Dr. Michael LaRosa, associate professor of history at Rhodes College, is a leading expert on Latin American history and culture. His latest book, co-written with Rhodes alumnus Bryce Ashby, is titled Immigration, Policy and the People of Latin America: Seven Sending Nations and will be released Nov. 20 by Routledge.
This book examines the migration of Latin America’s inhabitants to the United States through case studies from seven nations—Colombia, Cuba, Haiti, Honduras, Guatemala, Mexico, and Venezuela. Rhodes students also contributed to some of the chapters.

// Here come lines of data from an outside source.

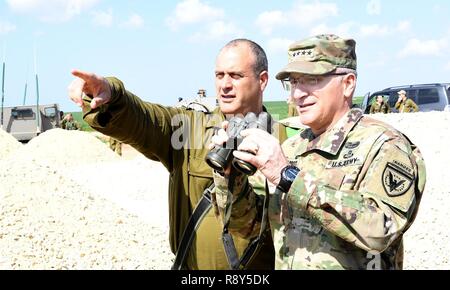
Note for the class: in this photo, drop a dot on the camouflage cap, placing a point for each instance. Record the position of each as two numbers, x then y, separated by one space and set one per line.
319 55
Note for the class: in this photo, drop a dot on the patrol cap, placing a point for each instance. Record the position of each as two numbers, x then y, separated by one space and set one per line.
319 55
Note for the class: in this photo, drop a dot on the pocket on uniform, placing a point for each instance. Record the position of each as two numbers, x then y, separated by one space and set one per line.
198 167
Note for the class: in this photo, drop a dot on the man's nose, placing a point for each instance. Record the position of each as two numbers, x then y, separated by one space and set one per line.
227 82
298 92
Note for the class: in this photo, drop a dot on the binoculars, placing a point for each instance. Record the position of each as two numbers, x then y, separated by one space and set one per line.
220 157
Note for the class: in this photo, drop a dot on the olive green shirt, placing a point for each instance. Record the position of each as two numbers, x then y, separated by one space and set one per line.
406 106
178 138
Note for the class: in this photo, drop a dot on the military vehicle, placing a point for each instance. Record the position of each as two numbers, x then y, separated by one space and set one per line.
199 103
25 122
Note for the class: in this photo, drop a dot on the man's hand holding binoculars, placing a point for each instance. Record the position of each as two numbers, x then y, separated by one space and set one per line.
257 148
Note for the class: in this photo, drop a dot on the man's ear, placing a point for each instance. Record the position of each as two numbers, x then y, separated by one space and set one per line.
349 82
263 79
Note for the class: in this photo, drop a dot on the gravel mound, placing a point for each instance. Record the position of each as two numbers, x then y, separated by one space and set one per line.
64 206
68 202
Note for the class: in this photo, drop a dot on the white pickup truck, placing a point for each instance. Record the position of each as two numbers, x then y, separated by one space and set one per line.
25 122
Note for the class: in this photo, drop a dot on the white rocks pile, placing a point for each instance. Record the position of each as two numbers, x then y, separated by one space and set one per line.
61 207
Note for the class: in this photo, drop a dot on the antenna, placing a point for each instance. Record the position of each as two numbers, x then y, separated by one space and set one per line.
38 112
3 84
26 85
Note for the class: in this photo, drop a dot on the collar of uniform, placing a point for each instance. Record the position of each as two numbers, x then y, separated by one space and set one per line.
332 140
216 117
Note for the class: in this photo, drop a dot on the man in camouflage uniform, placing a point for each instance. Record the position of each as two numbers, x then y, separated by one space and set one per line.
380 106
178 138
405 105
115 145
68 123
347 188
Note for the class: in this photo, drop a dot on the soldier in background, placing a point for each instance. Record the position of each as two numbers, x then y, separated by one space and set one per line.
292 107
380 106
348 187
404 104
68 123
115 145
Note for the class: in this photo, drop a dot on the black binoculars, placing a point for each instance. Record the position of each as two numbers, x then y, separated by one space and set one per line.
219 157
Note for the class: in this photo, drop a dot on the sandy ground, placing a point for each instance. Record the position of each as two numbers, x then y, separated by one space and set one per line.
68 202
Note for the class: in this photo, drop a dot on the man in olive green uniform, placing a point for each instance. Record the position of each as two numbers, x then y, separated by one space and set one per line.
178 138
68 123
405 105
347 188
115 145
380 106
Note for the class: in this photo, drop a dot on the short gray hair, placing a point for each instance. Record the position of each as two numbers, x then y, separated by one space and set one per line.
346 70
261 63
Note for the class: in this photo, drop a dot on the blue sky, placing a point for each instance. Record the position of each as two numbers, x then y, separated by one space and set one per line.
163 50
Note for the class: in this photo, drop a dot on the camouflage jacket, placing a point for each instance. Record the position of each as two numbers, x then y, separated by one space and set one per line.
358 191
377 108
406 106
178 138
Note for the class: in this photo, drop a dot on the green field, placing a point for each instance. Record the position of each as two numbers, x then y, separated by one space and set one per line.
278 109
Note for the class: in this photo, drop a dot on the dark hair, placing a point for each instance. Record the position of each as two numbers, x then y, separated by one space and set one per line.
260 63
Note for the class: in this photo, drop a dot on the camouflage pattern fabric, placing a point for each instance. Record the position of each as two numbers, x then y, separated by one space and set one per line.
358 191
377 108
115 145
319 55
292 110
406 106
178 138
70 125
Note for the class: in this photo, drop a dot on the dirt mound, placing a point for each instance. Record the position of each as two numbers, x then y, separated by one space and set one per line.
52 218
63 148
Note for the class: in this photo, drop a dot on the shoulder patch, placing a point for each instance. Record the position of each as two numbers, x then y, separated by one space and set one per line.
396 180
351 145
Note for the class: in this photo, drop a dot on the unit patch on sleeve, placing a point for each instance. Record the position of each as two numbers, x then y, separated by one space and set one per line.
396 180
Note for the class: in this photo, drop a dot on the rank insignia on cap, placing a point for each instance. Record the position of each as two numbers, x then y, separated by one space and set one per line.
396 181
303 53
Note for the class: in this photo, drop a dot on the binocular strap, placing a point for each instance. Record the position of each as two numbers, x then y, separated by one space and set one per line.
202 208
228 243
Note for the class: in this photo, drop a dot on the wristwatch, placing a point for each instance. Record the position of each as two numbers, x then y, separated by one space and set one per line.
288 175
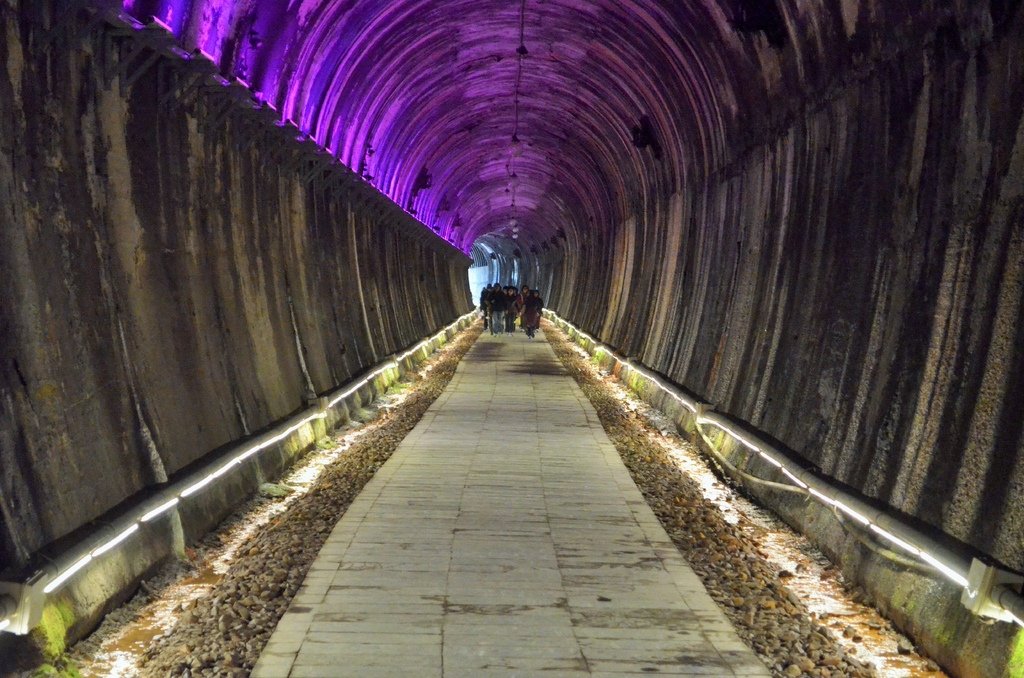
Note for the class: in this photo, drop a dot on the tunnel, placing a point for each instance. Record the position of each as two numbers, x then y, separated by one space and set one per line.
799 223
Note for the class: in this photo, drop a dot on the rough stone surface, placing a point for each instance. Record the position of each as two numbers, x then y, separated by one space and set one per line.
851 285
504 538
167 288
227 629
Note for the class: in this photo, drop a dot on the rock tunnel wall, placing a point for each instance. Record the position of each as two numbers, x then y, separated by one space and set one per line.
166 288
852 284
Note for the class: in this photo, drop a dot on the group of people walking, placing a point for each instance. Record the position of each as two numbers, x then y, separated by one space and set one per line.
502 305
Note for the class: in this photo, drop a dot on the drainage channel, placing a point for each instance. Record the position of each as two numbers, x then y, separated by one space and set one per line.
212 612
786 600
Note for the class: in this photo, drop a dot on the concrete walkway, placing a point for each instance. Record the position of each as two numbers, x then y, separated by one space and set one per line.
504 538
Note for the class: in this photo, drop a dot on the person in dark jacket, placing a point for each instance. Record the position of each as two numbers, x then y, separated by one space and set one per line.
499 305
485 305
512 311
531 311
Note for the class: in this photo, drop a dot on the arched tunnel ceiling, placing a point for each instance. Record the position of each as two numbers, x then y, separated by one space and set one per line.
428 96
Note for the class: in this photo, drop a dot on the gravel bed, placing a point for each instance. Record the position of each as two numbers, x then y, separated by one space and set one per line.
223 633
769 618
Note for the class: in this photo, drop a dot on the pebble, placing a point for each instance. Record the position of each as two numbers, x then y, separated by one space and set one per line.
222 628
769 617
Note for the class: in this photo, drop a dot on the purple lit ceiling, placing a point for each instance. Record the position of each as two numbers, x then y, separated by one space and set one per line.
426 96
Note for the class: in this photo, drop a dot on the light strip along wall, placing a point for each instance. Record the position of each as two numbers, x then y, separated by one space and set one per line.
952 566
91 549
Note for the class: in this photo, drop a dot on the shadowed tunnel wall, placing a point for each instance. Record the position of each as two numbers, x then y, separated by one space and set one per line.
809 214
167 288
851 284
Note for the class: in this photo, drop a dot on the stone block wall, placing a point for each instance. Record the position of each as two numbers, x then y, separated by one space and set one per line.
166 287
852 283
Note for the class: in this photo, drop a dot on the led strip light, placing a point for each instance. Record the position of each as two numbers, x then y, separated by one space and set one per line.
165 505
954 574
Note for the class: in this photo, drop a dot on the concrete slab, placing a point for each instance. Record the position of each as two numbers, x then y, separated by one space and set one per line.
504 538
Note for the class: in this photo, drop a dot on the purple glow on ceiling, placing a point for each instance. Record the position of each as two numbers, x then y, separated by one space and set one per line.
423 97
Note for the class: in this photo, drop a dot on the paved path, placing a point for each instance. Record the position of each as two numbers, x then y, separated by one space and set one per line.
504 538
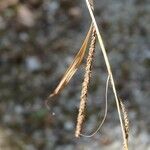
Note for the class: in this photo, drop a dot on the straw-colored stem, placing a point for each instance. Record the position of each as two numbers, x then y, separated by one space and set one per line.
109 72
85 85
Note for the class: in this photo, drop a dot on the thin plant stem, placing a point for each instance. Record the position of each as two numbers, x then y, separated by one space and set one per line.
109 72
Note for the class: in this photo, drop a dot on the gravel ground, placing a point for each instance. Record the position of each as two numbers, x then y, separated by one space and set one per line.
38 40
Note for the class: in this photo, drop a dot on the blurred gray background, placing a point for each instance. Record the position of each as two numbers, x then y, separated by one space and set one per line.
38 40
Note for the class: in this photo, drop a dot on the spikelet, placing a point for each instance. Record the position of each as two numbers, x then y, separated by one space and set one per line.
85 85
125 119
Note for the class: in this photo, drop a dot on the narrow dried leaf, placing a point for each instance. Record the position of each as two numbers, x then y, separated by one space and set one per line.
73 67
125 118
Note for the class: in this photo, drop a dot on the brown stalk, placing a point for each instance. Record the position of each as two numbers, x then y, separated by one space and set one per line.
85 85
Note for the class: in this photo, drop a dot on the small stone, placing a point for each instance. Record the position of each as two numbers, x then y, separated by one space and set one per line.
25 16
33 63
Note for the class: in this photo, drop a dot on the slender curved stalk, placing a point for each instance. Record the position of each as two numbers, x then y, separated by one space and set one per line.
109 71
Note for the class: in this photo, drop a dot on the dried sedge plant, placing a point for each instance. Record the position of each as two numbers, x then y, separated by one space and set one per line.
85 85
123 117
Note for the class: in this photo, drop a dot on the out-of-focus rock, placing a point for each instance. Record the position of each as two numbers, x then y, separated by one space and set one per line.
32 63
25 16
6 3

David Lubell, founder and director emeritus of Welcoming America, a nonprofit organization in Atlanta, GA, wrote: This book expertly captures the complex 'push' factors that drive immigration in much of the Americas, and brilliantly places them in their unique historical and political context by using a comparative, country-by-country approach. To contextualize these forces further, Ashby and LaRosa have focused—refreshingly—on the lives and journeys of individual immigrants. Lifting up this human dimension is essential for a full comprehension of the phenomena of migration and opens our hearts to the impacts these forces have on individuals, families, and communities.
LaRosa has also organized and will moderate a panel discussion “Migration of People and Places with a Look toward Latin America” on Nov. 20 at 11 a.m. in the Spence Wilson Room on campus. Ashby, who was a Peace Corps Volunteer in Honduras for two years after graduating from Rhodes in 2000 and is now a Memphis attorney, will be on the panel. Other panelists are Dr. Amy Risley, professor of international studies at Rhodes, who will discuss an upcoming course at Rhodes on immigration, and Mauricio Calvo, executive director at Latino Memphis, Inc., who will speak on immigration from Latin America to Memphis.

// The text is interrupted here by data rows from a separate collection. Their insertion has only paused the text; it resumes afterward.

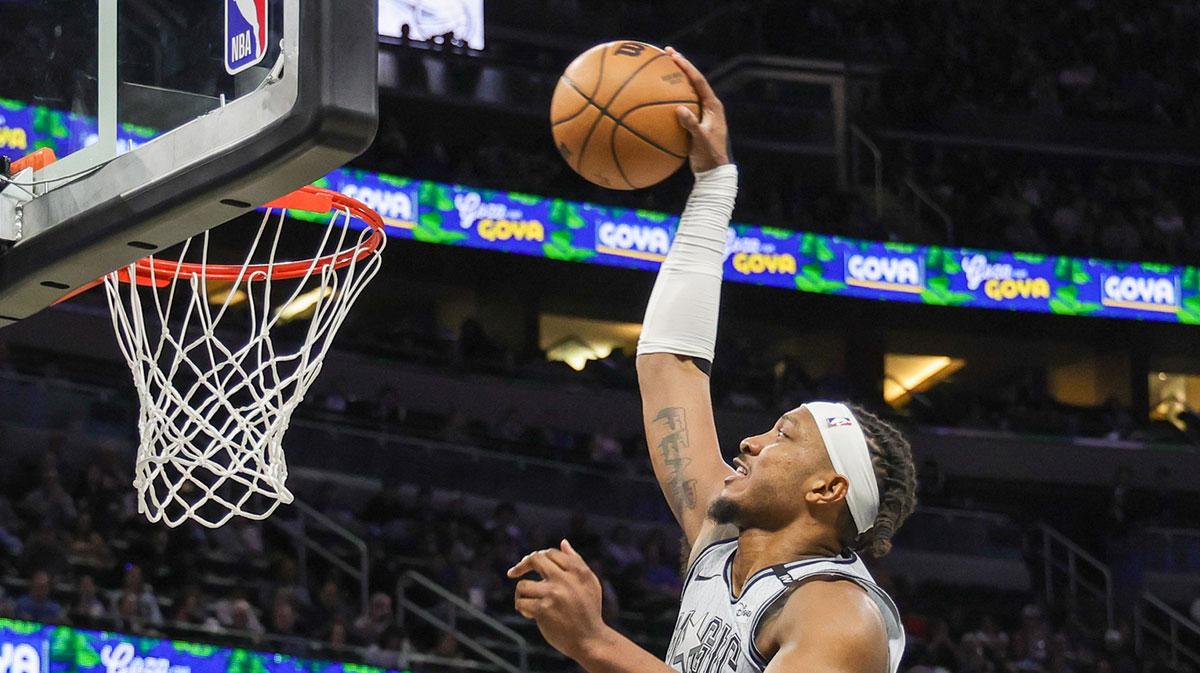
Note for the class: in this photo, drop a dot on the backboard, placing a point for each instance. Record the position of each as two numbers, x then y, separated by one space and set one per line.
167 119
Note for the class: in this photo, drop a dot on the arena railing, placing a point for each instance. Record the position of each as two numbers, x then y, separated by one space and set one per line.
1171 550
1062 556
1158 620
450 625
859 137
923 203
299 528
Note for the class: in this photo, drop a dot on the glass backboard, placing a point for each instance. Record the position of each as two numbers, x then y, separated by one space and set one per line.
167 118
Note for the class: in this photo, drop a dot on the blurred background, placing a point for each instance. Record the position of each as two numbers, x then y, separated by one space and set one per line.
479 404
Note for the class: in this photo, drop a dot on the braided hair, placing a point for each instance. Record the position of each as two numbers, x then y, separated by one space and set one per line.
897 478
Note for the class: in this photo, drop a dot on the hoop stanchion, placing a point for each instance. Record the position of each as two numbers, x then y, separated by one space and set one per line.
216 389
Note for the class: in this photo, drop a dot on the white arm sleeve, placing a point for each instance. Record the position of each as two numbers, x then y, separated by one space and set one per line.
681 317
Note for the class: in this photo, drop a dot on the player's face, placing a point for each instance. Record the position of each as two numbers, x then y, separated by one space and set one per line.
772 473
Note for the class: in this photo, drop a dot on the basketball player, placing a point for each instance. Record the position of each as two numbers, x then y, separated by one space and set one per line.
774 581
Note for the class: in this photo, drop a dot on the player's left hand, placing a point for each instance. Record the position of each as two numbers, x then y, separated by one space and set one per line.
565 602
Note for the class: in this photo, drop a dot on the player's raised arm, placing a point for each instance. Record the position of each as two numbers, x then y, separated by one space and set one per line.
679 330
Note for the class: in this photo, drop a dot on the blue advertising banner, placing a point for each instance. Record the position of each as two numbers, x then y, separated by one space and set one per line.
28 647
457 215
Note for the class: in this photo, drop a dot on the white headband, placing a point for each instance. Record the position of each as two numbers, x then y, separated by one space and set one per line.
847 450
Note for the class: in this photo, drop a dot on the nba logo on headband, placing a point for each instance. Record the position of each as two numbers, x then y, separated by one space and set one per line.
245 35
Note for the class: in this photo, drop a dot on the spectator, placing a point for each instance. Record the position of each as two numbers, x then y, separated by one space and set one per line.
504 520
285 583
48 505
192 606
87 547
283 625
145 607
37 605
87 605
605 449
330 606
622 550
43 551
370 628
394 652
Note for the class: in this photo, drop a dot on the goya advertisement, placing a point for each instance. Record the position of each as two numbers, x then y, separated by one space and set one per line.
456 215
28 647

Members from the Memphis community who want to attend the panel discussion should register at https://fs22.formsite.com/webmanagerrhodesedu/0d20ykwmh0/index
LaRosa joined the history department at Rhodes in 1995 after completing a Ph.D. at the University of Miami, and during his career he has produced a significant body of scholarship including book chapters, essays, articles, book reviews, and encyclopedia entries about Latin American history and culture as well as U.S.-Latin American relations.
In addition, LaRosa has received grants for his research from many organizations including the Rockefeller Foundation, the National Endowment for the Humanities, and the Fulbright program. He is the 2019 recipient of Rhodes’ Clarence Day Award for Outstanding Research, which is the college’s highest faculty honor for research.